While being a nice distribution for modeling, the negative binomial can sometimes be a pain to fit in my experience. Maybe it’s a stupid idea, but what if you define y_ast = y - 2 and then model y^*?
Also, I think it’s no big deal, but \mu_2 = \exp((\alpha + X\beta)+ci) = \exp(\alpha + X\beta)\exp(ci) = \mu_1 \cdot \exp(ci), right?

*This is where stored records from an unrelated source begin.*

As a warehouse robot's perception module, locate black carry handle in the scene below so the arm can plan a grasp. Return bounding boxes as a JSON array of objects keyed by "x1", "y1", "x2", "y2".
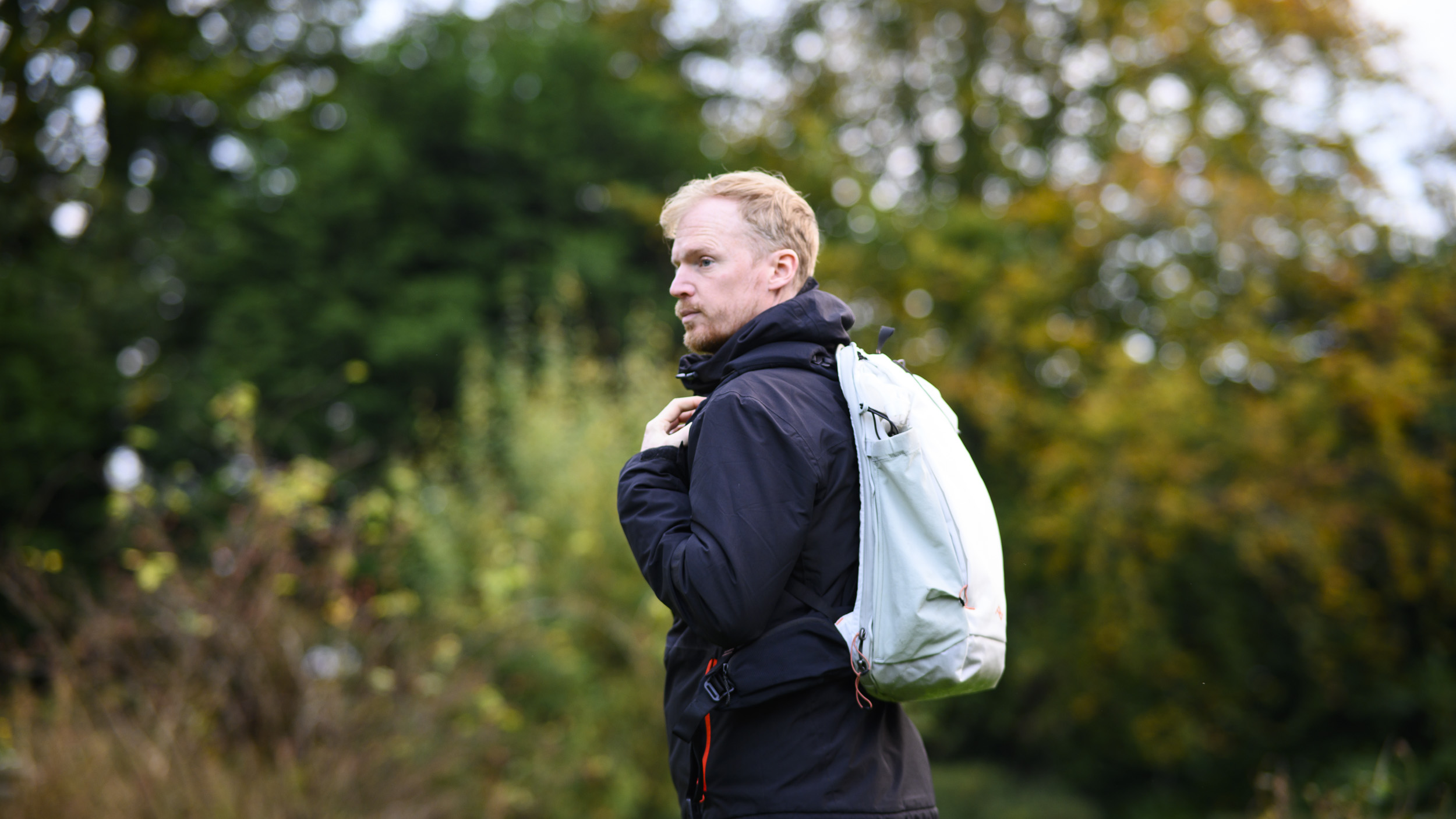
[{"x1": 875, "y1": 325, "x2": 896, "y2": 352}]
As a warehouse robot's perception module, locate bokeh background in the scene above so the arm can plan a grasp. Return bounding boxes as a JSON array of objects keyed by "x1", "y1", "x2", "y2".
[{"x1": 0, "y1": 0, "x2": 1456, "y2": 819}]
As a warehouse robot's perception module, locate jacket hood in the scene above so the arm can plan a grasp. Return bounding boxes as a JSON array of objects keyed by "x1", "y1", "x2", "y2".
[{"x1": 677, "y1": 277, "x2": 855, "y2": 395}]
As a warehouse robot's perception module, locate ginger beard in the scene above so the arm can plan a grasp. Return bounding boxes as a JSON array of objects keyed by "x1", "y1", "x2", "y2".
[{"x1": 674, "y1": 300, "x2": 757, "y2": 354}]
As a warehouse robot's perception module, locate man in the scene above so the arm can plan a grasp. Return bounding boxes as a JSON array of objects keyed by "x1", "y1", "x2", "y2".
[{"x1": 617, "y1": 172, "x2": 938, "y2": 819}]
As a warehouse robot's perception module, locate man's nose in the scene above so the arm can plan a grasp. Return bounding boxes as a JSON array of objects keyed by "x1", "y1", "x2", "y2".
[{"x1": 667, "y1": 265, "x2": 693, "y2": 299}]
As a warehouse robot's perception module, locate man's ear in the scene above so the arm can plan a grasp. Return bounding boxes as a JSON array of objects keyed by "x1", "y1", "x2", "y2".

Putting these two ideas together you could try
data {
...
}
transformed data{
int y_ast[N]
for (n in 1:N)
y_ast[n] = y[n] - 2;
}
parameters {
...
}
transformed parameters{
vector[N] mu = exp(alpha + x*beta);
}
model {
...
for(i in 1:N)
target += log_mix(pi[i],
neg_binomial_2_lpmf(y_ast[i]|mu[i], phi[i]),
neg_binomial_2_lpmf(y_ast[i]|mu[i]*exp(ci), phi[i]));
}
generated quantities{
int y_hat[N];
for(i in 1:N) {
int which = bernoulli_rng(pi[i]);
real mu_hat = which == 1 ? mu[i]*exp(ci) : mu[i];
y_hat[i] = 2 + neg_binomial_2_rng(mu_hat, phi[i]);
}
}
Just some quick thoughts…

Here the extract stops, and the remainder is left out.